Outsourcing the US state of Virginia’s IT operations to Northrop Grumman was supposed to put the state’s network beyond politics, overhaul and standardise it and improve operations, but the effort has failed in almost every respect.
The £1.2 billion, 10-year contract with Northrop Grumman calls for a network overhaul – or transformation as the state calls it – is months behind scheduled despite repeated deadline extensions.
Network services to agencies have been cut off or have been poor enough to affect the services agencies deliver to the public. Members of boards are overstepping their authority to negotiate with Northrop Grumman, and the chain of command is so fragmented that it’s difficult to get any one entity in control of the problems.

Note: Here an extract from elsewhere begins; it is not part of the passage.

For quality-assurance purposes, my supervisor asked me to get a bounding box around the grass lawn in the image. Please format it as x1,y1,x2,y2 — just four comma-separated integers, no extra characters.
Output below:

This is all according to a report issued this week by the states Joint Legislative Audit and Review Commission (JLARC), which points a finger at Northrop Grumman, but also at boards, agencies and individuals for problems like these:
• In May, Virginia State Police in Newport News lost Internet access for 78 hours, affecting the ability to perform its duties.
• Also in May, Environmental Quality in Roanoke lost its network connection for 31 hours.
• In June, the Department of Motor Vehicles in Bland lost the network for 31 hours, affecting customer service.
• One state correctional facility lost incoming phone service at 4 am and was assigned a priority level that gave Northrop Grumman 18 hours to fix it. The priority was assigned based on the number of employees at the facility – 30 to 40 – not on the need dictated by the fact that the facility houses 1,000 inmates.